The optimum feeding rates of >5.17 but <5.52, >4.44 but <4.64, and >3.47 but <3.50% BW/day obtained in 5, 9 and 20 g juvenile olive flounder, respectively in these feeding trials are higher than the 2.6% BW/day in 3-18 g fish in a previous study in this species (Kim et al., 2007). It is hard to explain the higher feeding rates in the current trials compared to the value in the earlier study, but by physical observation, fish were underfed at our first two feeding rates of 3 and 4% BW/day for 5 g and of 2 and 3% BW/day for 9 g fish, suggesting that the optimum feeding rates for these two sizes could be higher than the values reported by Kim et al. (2007). The optimum feeding rates of >0.85 but <1.0 % BW/day for 317 growing olive flounder as well as >0.69 but <0.7 and >0.55 but <0.8% BW/day for 384 g and 525 g sub-adult fish, respectively are lower than 1.5-2.0% BW/day for 250-500 g white sturgeon, Acipenser transmontanus (Hung et al., 1989). The optimum feeding rate for 319 g olive flounder was reported as percentage of satiation (90% of satiation) rather than in BW/day (Cho et al. 2007).

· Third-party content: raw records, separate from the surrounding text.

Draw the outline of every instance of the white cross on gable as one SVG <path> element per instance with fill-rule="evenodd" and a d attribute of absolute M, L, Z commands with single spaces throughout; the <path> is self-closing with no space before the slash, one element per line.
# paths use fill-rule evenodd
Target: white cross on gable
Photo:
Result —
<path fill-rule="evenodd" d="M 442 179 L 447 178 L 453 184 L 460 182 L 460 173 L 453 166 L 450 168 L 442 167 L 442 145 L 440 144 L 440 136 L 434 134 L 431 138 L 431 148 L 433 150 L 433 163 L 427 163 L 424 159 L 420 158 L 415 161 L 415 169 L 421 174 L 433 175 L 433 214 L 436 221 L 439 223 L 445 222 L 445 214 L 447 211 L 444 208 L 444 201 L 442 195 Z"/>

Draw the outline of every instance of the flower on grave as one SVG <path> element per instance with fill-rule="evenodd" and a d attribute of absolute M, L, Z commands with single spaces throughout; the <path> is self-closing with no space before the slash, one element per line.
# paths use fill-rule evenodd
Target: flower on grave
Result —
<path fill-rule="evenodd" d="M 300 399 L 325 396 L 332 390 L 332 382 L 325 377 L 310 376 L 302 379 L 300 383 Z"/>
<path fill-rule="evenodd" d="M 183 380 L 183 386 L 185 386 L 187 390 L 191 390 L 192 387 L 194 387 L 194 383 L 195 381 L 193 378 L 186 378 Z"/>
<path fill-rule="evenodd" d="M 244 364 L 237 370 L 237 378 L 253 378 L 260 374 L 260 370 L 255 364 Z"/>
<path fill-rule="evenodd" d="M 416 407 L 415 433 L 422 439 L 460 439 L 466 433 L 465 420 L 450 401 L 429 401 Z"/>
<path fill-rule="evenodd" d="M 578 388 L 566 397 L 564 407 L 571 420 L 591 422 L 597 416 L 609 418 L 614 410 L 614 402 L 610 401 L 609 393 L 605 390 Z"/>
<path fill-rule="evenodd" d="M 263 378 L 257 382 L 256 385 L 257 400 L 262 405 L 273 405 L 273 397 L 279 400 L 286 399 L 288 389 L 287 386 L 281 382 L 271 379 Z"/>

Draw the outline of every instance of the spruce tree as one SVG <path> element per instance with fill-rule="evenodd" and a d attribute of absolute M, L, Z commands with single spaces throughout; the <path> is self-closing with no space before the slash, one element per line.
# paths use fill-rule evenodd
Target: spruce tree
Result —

In conclusion, based on ANOVA and broken line analysis of WG the optimum feeding rates in 5, 9, 20, 30, 40 and 50 g juvenile olive flounder, P. olivaceus, could be >5.17 but <5.52, >4.44 but <4.64, >3.47 but <3.50, >2.85 but <3.53, >2.58 but <3.04 and >2.36 but <2.50% BW/day, respectively. ANOVA and broken line analysis of WG indicated the optimum feeding rates in 240 and 317 g growing olive flounder, P. olivaceus, to be >1.03 but <1.25 and >0.85 but <1.0 % BW/day, respectively while those in 384 g and 525 g sub-adult fish could be >0.69 but <0.7 and >0.55 but <0.8% BW/day, respectively.